Regions: Inuvialuit Settlement Region

Tags: physical sciences, climatology, permafrost, climate change, glaciology, pingo

Principal Investigator: Burn, Chris R (31)
Licence Number: 14942
Organization: Carleton University
Licenced Year(s): 2017 2016 2015 2014 2013 2012 2011 2010 2009 2008 2007 2006 2005 2004 2003 2002 2001 2000 1999 1998
Issued: Jul 13, 2011
Project Team: Douglas Esagok (Assistant and guide, Inuvik HTC), Graham Gilbert (Assistant, Carleton University), J. Ross Mackay (Collaborator, University of British Columbia), Hanne Christiansen (Collaborator, UNIS, Svalbard), Georges Seguin (Assistant, Carleton University), Astrid Ruiter (Assistant, Carleton University)

Objective(s): To understand how climate change is affecting permafrost in the western Arctic; to investigate the ice content of the ground and how this may affect terrain stability; to study changes in ground temperature at various locations in the western Arctic, ranging from Herschel Island through the delta area to Paulatuk; to continue monitoring environmental indicators of climate change, like lake-ice thickness and snow depth; and to study the development of a pingo and ice wedge cracking at the Illisarvik experimental site.

Project Description: The objective of this research is to understand how climate change is affecting permafrost in the western Arctic, particularly in the outer Mackenzie delta. The research team intends to investigate the ice content of the ground and how this may affect terrain stability. The researchers wish to study changes in ground temperature at various locations in the western Arctic, ranging from Herschel Island through the delta area to Paulatuk. The team expects to continue monitoring environmental indicators of climate change, like lake-ice thickness and snow depth. Finally they expect to study the development of a pingo and ice wedge cracking at the Illisarvik experimental site.

At all the sites, ground temperature sensors are installed in steel pipes and the ground temperature is measured several times each year. Steel benchmarks are also installed on permafrost to measure how the ground is moving. At Illisarvik, deep benchmarks (to 12 m) have been placed in the ground so that they will not heave and the team can measure how much settlement is occurring as the active layer becomes thicker. At some places, samples of permafrost are collected by drilling with a hand-held drill and the researchers test these for their ice content and soil type. The researchers also measure air temperature at the sites. This coming year, the team wishes to install tiny meters (the size of a matchbox) that measure ground shaking so that they can find out how often ice wedges crack at Illisarvik and whether they crack all at once or separately. The sites are visited at least twice a year, in April and then in the summer. In the summer the team always travels in August, but the researcher prefers to travel twice a summer, in June or July and in late August.

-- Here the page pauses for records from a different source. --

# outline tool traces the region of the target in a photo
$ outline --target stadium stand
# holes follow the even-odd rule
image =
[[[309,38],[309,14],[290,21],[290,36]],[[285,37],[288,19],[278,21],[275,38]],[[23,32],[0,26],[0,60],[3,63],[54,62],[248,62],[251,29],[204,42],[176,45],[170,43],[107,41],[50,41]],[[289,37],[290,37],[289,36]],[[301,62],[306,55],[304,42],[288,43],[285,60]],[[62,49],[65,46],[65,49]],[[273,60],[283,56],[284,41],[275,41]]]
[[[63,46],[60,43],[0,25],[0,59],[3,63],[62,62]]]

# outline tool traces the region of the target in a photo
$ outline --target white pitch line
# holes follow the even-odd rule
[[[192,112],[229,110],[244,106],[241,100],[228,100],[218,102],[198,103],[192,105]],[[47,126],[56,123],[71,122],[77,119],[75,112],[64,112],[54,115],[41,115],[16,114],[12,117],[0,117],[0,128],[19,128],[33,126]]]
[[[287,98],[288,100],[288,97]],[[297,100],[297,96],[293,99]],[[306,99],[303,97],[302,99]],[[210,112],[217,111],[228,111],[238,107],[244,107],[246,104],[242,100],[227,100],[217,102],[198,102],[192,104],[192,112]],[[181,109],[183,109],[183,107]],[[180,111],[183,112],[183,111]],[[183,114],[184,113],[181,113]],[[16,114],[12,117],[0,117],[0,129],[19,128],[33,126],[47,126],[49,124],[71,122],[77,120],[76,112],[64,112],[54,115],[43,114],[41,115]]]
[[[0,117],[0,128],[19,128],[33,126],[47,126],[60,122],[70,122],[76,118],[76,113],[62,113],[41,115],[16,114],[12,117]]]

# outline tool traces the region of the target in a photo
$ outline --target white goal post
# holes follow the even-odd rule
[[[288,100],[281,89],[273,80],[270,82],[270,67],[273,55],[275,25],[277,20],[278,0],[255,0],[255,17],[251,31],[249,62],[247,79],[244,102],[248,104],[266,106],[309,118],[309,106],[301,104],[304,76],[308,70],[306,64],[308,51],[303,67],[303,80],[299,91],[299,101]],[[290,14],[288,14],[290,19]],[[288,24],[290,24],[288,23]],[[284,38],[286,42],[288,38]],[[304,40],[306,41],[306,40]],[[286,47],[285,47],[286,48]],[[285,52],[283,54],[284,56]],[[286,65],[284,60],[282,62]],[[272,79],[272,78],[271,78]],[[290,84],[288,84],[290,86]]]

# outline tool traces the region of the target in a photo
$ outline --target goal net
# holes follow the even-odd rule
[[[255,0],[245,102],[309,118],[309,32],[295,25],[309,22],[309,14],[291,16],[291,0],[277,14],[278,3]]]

The researcher has applied with ARI for support on a joint project to the Cumulative Impacts Monitoring Program. The researcher will put up posters in the community centre at Paulatuk and will give them to ARI for other places, make presentations at meetings such as Science in the Changing North. The researchers will use these presentations in public hearings when called before licencing boards, such as Mackenzie Valley Environmental Impact Review Board (MVEIRB).
The researchers will give presentations in the ARI at Inuvik when requested to so do. Plain language summaries will be published, such as the upcoming book on Qikiqtaruk-Herschel Island.
The researchers will send all copies of reports and publications to Hunters and Trappers Committees on an annual basis.

The fieldwork for this study will be conducted from July 13, 2011 to December 20, 2011.